Table 2. Confusion matrix for a binary classifier

Full size table

2.4 Learning from Imbalanced Data

The main issue of learning from imbalanced datasets is that classification learning algorithms are often biased towards the majority class and hence, there is a higher misclassification rate of the minority class instances (which is usually the most interesting ones from the practical point of view). Figure 1 depicts a taxonomy of methods developed to deal with class imbalance [9] where three main techniques are identified, namely preprocessing, cost-sensitive learning and ensemble techniques. We give a quick overview of the different strategies.

Preprocessing. Methods following this strategy carry out resampling of the original dataset in order to change the class distribution. Resampling techniques can be divided into three groups: (i) Undersampling techniques, consisting on deleting instances of the majority class, (ii) Oversampling techniques, that replicate or create new instances of the minority class, such as the Synthetic Minority Over-sampling Technique (SMOTE) [4], and (iii) Hybrid techniques, those that combine both resampling techniques.

Cost-Sensitive Learning. The strategy followed by cost-sensitive learning methods is to assign different cost values to each class misclassifications, so that the bias towards the majority class is balanced by the lower cost of misclassifications. A cost matrix is build assigning cost values to the entries of the confussion matrix giving (see Table 2). The usual approach is to heavily penalize misclassifications of the minority class. They are categorized into the following groups:

Direct methods, that introduce the misclassification cost within the classification algorithm.
Meta-learning, where the algorithm itself is not modified. Instead, a preprocessing (or postprocessing) mechanism is introduced to handle the costs. Meta-learning methodologies can be divided into two categories, namely thresholding and sampling.

Ensemble Classifiers.
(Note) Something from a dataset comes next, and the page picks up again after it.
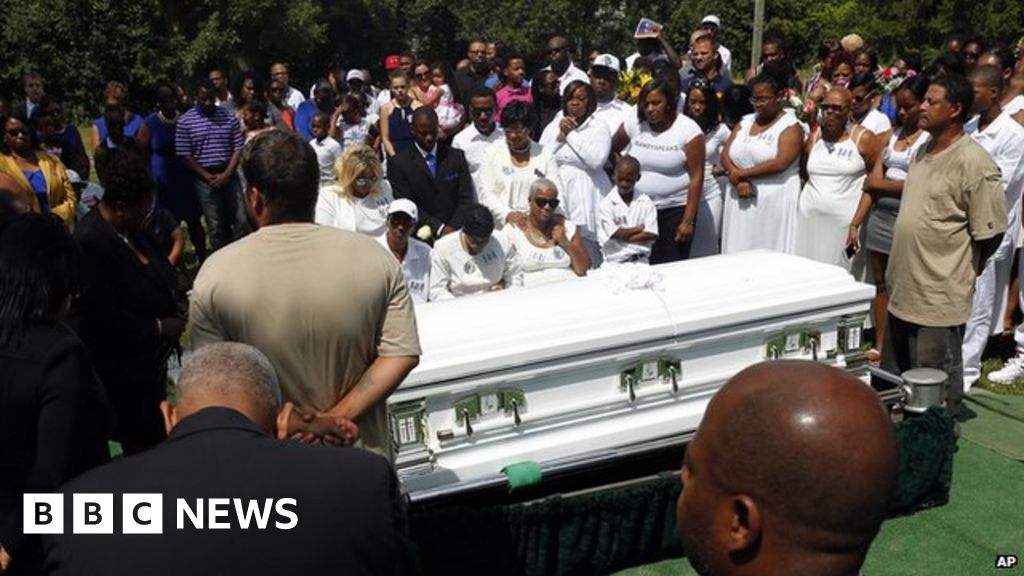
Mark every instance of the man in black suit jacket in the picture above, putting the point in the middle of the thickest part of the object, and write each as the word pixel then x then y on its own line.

Ensemble methods rely on the idea that the combination of many “weak” classifiers can improve the performance of a single classifier [6]. They are divided in two groups, namely cost-sensitive ensembles and data and algorithmic approaches.

Cost-sensitive ensemble techniques, are analogous to cost-sensitive methods mentioned earlier, although in this case, the cost minimization is undertaken by the boosting algorithm.
Data and algorithmic approaches, which embed a data preprocessing technique in an ensemble algorithm. Depending on the ensemble algorithm they use, three groups are identified: (i) Boosting, (ii) Bagging and (iii) Hybrid.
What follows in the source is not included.